S’affranchir de la frontière

Claire Médard
S’affranchir de la frontière ? Pratiques et représentations de la frontière au Kenya à la veille de l’indépendance : de la domination à la contestation
Résumé de l’intervention du 6 mars 2009

L’exemple développé porte sur le tracé de frontières régionales au Kenya à
l’indépendance et sur les revendications autochtones auquel celui-ci a donné
lieu. Ces revendications sont l’expression d’un rapport au territoire
introduit, durant la colonisation, par une administration centralisée au
fondement territorial.
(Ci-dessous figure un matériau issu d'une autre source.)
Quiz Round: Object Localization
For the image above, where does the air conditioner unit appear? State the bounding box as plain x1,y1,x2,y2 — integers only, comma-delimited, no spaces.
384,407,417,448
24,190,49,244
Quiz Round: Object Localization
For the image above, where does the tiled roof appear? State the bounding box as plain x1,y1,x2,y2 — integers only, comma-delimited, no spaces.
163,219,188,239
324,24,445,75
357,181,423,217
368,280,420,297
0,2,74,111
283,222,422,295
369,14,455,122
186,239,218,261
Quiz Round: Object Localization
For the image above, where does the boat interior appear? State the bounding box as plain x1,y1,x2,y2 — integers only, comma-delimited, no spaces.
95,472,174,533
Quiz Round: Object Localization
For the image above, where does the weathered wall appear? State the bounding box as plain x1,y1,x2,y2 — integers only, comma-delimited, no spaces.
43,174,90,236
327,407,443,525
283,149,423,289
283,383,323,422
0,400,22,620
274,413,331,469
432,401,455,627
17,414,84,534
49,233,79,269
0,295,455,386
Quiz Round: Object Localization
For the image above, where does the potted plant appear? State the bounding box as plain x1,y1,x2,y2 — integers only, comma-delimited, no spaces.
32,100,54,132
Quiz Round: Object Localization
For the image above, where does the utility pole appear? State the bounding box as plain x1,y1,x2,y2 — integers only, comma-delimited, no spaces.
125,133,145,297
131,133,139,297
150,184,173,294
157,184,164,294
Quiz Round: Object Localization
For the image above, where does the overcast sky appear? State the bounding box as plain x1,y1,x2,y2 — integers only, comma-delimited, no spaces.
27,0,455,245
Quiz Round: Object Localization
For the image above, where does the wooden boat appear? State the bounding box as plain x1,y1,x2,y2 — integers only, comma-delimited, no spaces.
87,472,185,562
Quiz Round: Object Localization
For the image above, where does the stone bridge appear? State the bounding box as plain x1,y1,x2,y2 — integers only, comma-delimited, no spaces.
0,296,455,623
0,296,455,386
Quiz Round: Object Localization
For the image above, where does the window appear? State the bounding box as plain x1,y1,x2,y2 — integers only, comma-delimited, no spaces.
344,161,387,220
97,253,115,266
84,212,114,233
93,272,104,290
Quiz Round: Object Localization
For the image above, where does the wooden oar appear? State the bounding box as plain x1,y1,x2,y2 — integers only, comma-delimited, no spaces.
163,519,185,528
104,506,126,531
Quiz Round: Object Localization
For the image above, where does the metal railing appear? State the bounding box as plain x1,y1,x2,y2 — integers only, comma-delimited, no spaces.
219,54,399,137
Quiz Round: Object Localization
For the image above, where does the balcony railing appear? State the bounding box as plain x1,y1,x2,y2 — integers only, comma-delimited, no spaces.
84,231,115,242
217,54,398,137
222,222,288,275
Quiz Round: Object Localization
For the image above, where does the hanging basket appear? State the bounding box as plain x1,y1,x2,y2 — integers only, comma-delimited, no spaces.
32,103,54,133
Elles contribuent à souligner le succès, par rapport
aux marges et aux fronts, où la présence se négocie, de frontières
linéaires, instituant des domaines ethniques séparés, exclusifs.

La variété de frontières souligne différentes conceptions territoriales.
Lorsque la frontière est à la fois rituelle et politique ou que le front se
trouve à la fois en marge et au cœur d’un renouvellement social et
politique, il devient difficile d’isoler conceptuellement une dimension
exclusivement politique du territoire. C’est pourtant ce que le territoire
de l’Etat nous invite à faire. L’Etat se représente par son territoire,
niveau strict d’une appartenance à une entité politique déconnecté d’autres
réalités. Il s’agit d’une représentation mais aussi d’un rapport concret à
l’Etat : la frontière, le poste administratif, le permis de se déplacer, de
cultiver, etc. Durant la colonisation, l’Etat met en œuvre des techniques de
contrôle pour permettre l’exercice de son pouvoir sans rechercher une
adhésion politique. Dans le cas du Kenya, le territoire de contrôle, qui
tire son origine de la colonisation et d’un contexte de colonisation de
peuplement, se caractérise par le recours systématique à des frontières
intérieures (réserves ethniques, naturelles, etc.). Des frontières, ou tout
au moins une logique territoriale, qui ont été amenées à avoir un impact
durable, au-delà de la période coloniale. La « logique territoriale » à
laquelle il est fait référence ici se définit par une action politique qui
se fonde sur la séparation, la distance introduite par la frontière et en
fin de compte la division et l’exclusion. Au Kenya, la pratique
administrative de contrôle, qui s’exerce par rapport à une région d’origine,
perdure, sans rapport aux nouvelles orientations politiques prônant
l’ouverture des frontières intérieures et la libre circulation affirmées à
l’indépendance.

A partir d’exemples tirés de mémorandums adressés à la Regional Boundary
Commission à l’indépendance, il apparaît que la contestation de la logique
territoriale et du principe de frontière est rare. En revanche, les
affirmations territoriales sur le mode exclusif, autrement dit les
revendications autochtones, abondent et bon nombre de frontières
intérieures, introduites sous la colonisation, sont recyclées dans ce
contexte.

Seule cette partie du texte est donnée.